I am afraid I don't know what you are referring to here. I guess it will have to be your own secret until the patent is issued. 

Recapturing what we discussed earlier: I believe two samples can be cross-faded without phasing if the fundamental and the harmonics are separately treated individually to ensure that no particular tonal frequency causes phasing. The only part of the equation we have not discussed so far is the effect of cross-fading on the noise components. This can be tested by stripping two samples of all tonal material and cross-fading them to see the effect in isolation. It may need some optimizing to fool the ear that it is hearing the real thing.
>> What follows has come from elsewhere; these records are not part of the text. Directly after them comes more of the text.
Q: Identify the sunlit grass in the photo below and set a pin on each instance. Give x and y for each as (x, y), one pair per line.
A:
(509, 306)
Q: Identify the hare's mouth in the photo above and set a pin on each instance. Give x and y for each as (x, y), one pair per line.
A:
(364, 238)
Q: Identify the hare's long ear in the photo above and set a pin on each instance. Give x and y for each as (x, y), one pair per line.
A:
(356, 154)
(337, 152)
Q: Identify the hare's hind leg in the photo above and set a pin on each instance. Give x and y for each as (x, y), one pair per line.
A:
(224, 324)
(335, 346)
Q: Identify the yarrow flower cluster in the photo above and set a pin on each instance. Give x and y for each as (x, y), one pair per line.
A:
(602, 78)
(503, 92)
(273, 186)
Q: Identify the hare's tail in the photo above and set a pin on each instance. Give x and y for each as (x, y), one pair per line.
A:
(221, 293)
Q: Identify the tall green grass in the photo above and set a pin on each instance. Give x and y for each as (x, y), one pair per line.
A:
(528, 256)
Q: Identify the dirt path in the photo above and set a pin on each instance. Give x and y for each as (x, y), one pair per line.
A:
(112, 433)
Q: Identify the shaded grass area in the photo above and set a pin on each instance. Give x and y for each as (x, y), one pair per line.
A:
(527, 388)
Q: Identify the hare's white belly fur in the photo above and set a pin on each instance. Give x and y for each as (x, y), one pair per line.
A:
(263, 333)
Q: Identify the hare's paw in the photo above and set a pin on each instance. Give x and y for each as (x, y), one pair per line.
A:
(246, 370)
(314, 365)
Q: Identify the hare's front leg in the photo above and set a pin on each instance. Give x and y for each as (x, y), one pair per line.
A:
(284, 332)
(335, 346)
All of this reasoning are just evident logical deductions drawn from commonly known facts. I have not given any though to all of this until reading about it here yesterday. So, as far as the time to establish the basic concepts and create a plan for achieving this, it took no more than the time to read the thread. From what I understand of Giorgio's response in this thread this is not what he is seeking patent for though. /\~O


----------



## Dynamitec (Feb 22, 2007)

*Re: Garritan Stradivari does a "sonic morph" instead of a cross fade*



> This is exactly why I believe the analogy is correct. Drugs are formulated by mixing various chemicals. It's what chemicals and how they're mixed that is critical.



This is right, but i don't think it's the same thing here!

Think about this:

If samples would be flour, crossfade would be water and phase alignment would be salt and one thought it would be the best to put all in an oven - the result would be bread.

Now, if you don't know know how to do this by yourself, go to the baker and buy your bread. But if you know how to do it yourself - shouldn't you be allowed to? Or may no one else bake bread now since a baker learned it a long time before you learned it?


----------



## Dynamitec (Feb 22, 2007)

*Re: Garritan Stradivari does a "sonic morph" instead of a cross fade*



> Recapturing what we discussed earlier: I believe two samples can be cross-faded without phasing if the fundamental and the harmonics are separately treated individually to ensure that no particular tonal frequency causes phasing. The only part of the equation we have not discussed so far is the effect of cross-fading on the noise components. This can be tested by stripping two samples of all tonal material and cross-fading them to see the effect in isolation. It may need some optimizing to fool the ear that it is hearing the real thing.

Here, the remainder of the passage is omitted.